Hope Henry, a 19-year-old,born and raised in Ear Falls, will be opening her own tattoo and piercing business on Saturday.
“I want to make it very gender-neutral space I’m hoping it will just be a very welcoming tattoo shop,” says Hope.
She has been into drawing since she was three years old. She is just starting out as a business but is above apprentice level. She will also be offering piercing services in a few weeks when the rest of her supplies arrives.
“I’m still learning, but I’m always going to work on a good outcome for my clients,” she says.
She started tattooing in 2021, practicing on fake skin models. She then moved up to tattooing herself in 2022.

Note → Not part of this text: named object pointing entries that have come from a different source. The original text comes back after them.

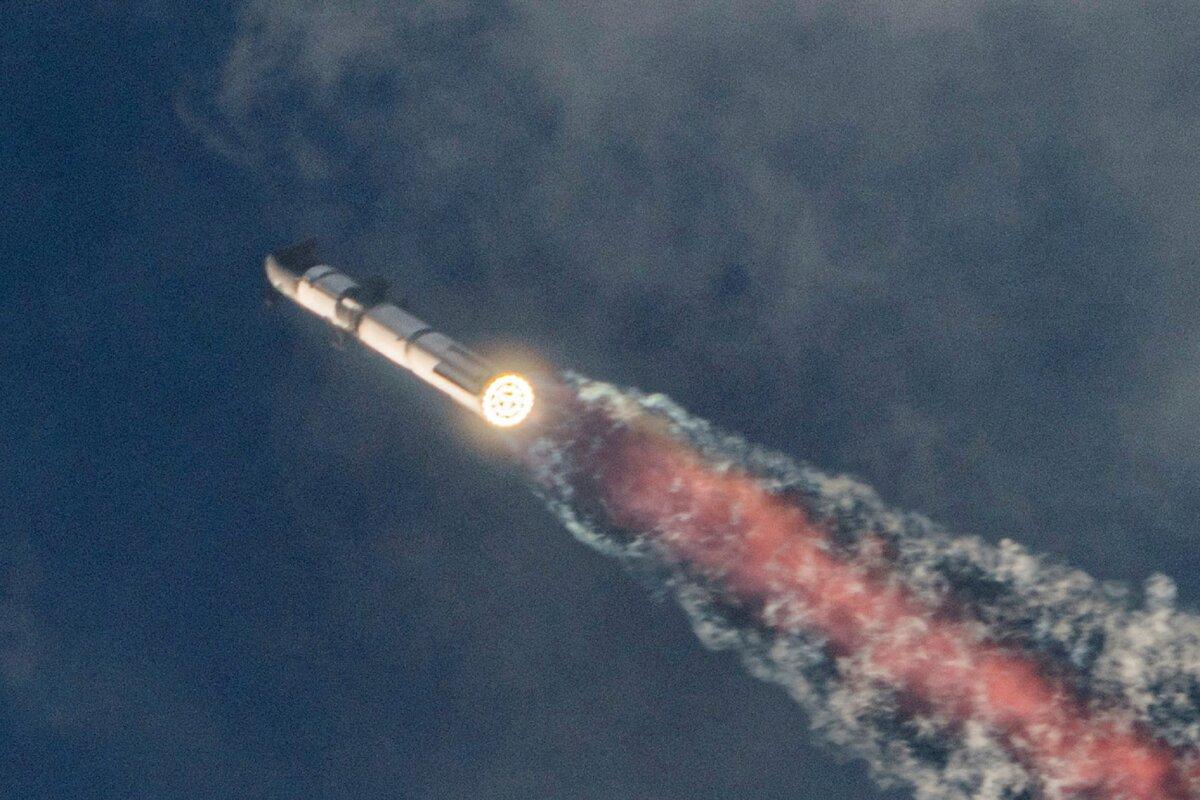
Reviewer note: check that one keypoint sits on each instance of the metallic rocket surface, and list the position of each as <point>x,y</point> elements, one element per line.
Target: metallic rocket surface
<point>503,398</point>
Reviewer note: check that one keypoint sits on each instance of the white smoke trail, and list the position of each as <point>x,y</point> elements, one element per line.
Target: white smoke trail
<point>1129,660</point>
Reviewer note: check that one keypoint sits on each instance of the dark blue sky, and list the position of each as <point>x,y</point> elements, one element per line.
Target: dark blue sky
<point>951,250</point>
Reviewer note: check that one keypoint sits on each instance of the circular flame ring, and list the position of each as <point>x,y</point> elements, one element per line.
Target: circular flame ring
<point>508,400</point>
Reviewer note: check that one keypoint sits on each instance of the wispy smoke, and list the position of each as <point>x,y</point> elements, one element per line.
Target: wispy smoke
<point>959,668</point>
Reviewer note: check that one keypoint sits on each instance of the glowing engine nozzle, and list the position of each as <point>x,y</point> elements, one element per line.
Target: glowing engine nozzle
<point>508,401</point>
<point>361,310</point>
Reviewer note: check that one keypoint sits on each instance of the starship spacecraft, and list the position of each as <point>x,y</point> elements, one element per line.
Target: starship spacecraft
<point>504,398</point>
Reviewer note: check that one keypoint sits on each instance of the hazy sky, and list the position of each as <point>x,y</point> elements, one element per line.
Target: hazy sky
<point>949,247</point>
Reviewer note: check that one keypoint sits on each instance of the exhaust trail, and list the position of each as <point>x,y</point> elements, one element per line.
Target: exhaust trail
<point>959,668</point>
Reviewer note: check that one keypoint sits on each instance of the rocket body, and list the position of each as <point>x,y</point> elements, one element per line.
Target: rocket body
<point>363,311</point>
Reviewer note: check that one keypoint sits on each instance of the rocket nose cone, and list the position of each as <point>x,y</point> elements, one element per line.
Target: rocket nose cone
<point>282,278</point>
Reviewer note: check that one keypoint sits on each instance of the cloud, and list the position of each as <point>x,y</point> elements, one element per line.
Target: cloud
<point>960,232</point>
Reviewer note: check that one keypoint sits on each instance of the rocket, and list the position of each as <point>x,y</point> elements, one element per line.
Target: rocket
<point>503,398</point>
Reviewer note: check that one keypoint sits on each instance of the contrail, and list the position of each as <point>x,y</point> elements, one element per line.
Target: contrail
<point>959,668</point>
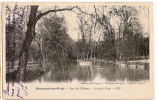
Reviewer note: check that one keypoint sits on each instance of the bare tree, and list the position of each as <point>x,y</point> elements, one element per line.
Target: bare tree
<point>30,34</point>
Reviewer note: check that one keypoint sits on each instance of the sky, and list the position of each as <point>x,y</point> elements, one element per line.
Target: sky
<point>72,21</point>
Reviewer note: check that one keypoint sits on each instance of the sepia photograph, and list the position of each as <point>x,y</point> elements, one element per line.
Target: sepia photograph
<point>76,42</point>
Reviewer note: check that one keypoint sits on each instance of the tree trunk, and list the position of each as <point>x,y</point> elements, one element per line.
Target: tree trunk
<point>24,54</point>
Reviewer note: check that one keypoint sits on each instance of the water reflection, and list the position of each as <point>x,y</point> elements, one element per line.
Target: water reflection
<point>107,72</point>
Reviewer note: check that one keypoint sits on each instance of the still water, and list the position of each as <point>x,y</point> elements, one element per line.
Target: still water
<point>106,72</point>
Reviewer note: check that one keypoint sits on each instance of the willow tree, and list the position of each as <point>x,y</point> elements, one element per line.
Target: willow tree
<point>30,34</point>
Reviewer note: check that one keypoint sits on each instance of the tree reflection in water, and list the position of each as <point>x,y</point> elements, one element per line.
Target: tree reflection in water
<point>106,72</point>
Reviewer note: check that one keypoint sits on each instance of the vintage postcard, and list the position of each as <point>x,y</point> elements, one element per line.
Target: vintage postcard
<point>78,50</point>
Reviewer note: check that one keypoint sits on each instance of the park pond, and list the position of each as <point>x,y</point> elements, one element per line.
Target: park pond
<point>106,72</point>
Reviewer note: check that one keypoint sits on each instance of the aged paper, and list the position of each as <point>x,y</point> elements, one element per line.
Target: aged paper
<point>78,50</point>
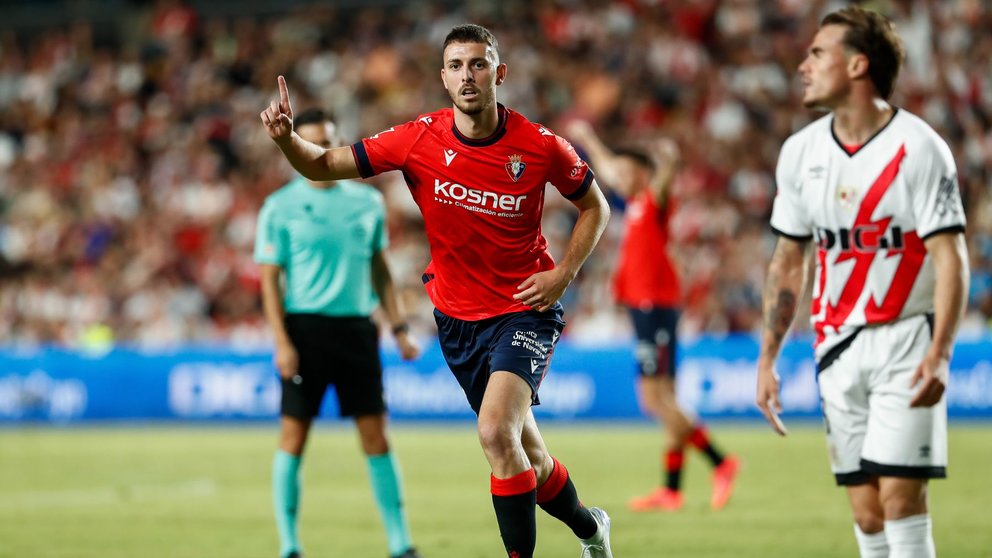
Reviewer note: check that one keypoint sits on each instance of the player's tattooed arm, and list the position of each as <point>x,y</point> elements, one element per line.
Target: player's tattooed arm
<point>783,286</point>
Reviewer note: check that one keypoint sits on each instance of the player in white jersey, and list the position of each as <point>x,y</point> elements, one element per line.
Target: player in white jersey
<point>874,190</point>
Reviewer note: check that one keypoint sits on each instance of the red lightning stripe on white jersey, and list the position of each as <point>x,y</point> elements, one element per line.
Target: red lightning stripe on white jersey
<point>836,315</point>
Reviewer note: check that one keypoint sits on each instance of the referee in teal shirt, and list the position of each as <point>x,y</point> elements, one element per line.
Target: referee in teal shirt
<point>320,247</point>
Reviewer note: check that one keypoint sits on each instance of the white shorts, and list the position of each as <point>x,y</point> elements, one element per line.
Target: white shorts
<point>871,429</point>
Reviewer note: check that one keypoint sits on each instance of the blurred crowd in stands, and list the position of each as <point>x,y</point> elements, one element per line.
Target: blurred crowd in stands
<point>133,162</point>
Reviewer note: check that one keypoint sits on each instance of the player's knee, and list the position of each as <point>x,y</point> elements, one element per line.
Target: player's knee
<point>497,438</point>
<point>374,443</point>
<point>869,522</point>
<point>898,507</point>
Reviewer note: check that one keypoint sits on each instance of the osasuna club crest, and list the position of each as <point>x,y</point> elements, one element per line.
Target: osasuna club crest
<point>515,167</point>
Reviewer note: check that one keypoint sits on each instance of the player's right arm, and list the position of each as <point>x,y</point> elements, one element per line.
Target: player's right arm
<point>785,279</point>
<point>309,159</point>
<point>784,284</point>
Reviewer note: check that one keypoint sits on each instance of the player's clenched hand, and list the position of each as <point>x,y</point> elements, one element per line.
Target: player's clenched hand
<point>278,117</point>
<point>929,376</point>
<point>767,398</point>
<point>542,290</point>
<point>287,360</point>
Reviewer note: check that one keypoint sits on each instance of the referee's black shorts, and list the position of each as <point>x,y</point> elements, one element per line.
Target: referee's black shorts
<point>338,351</point>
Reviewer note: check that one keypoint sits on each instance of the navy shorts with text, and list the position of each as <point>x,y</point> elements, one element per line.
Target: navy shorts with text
<point>656,329</point>
<point>520,342</point>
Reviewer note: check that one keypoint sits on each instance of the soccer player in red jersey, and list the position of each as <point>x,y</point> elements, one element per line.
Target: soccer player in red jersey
<point>647,283</point>
<point>478,172</point>
<point>875,189</point>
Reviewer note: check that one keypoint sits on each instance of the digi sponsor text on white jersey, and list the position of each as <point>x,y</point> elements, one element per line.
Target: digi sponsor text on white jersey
<point>869,211</point>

“I’d sit there with my tattoo pedal shoved between my leg and tattoo my leg while flexing to press the pedal,” she says. “There were so many times when my boyfriend would walk in and be like, ‘yup yup you’re tattooing yourself again’.”
When she felt ready and more comfortable, she started doing tattoos on her family members.
“They obviously were rooting for me to get ‘er going,” says Hope. “My mom is my biggest supporter through it all, she has helped with the whole thing.”
Initially, after high school, she didn’t know what she wanted to do. It was her father that suggested she get into tattooing. So, she decided that tattooing was what she wanted to do for her career.
“He was like, ‘I always thought you’d be artist of some kind’, and that’s what sparked the idea,” says Hope.
Hope graduated high school early to be able to start her university work sooner. She then attended a university tattoo entrance course online from Alberta through the COVID-19 pandemic, which gave her all of the required certifications. There she also learned all of the necessary sanitation requirements that she would not have learned in an apprenticeship.
“I really didn’t want to be stuck doing something I wasn’t going to enjoy for the rest of my life,” says Hope.
She had wanted to do an apprenticeship in Winnipeg, but decided against doing so as the apprenticeship would be for a year and unpaid, she knew she wouldn’t be able to support herself while she did it while she was learning, which is why she began practicing on herself.
“Basically, I learned by how it felt doing it on myself, and if it felt wrong, I knew I needed to change something,” says Hope. “I’ve had tattoo’s done by other artists so I knew how it was supposed to feel.”
Hope has been working at the Ear Falls sawmill for over a year to be able to support herself and get the new business up and running. Amidst all the new business work, she has also been in the process of buying a house.
“Starting a new business has been stressful, but it’s been fun, the set up of my shop has been really fun.”
She likes to do a wide variety style from portraits, landscapes to animals. Her favourite style is to do creepy vibe art pieces.
“I really enjoy a creepy vibe to a drawing, I think it really makes it pop, but I can do pretty much anything anybody asks.”
On her own leg, she has tattooed some sea life, a centipede, frog, dinosaur and more. She’s done a realistic deer tattoo for her brother, and she’s done cherry blossoms and a dragonfly for her mother. She’s done some smaller fine line tattoos as well.
For the name of her shop, she had initially wanted something dark and witchy but didn’t want to take away from other nearby tattoo shops with a similar theme.
The name Valhalla Ink was instead inspired by a Viking theme.
“Valhalla was the only name that really fit what I’d wanted, so I went with that.”
Valhalla Ink and Piercing is located at the Beauty Barn in Ear Falls. Hope already has most of September booked, and part of October as well. She believes that after she is officially open and has done more tattoos, she’ll be able to showcase more of her work to the community and build her clientele.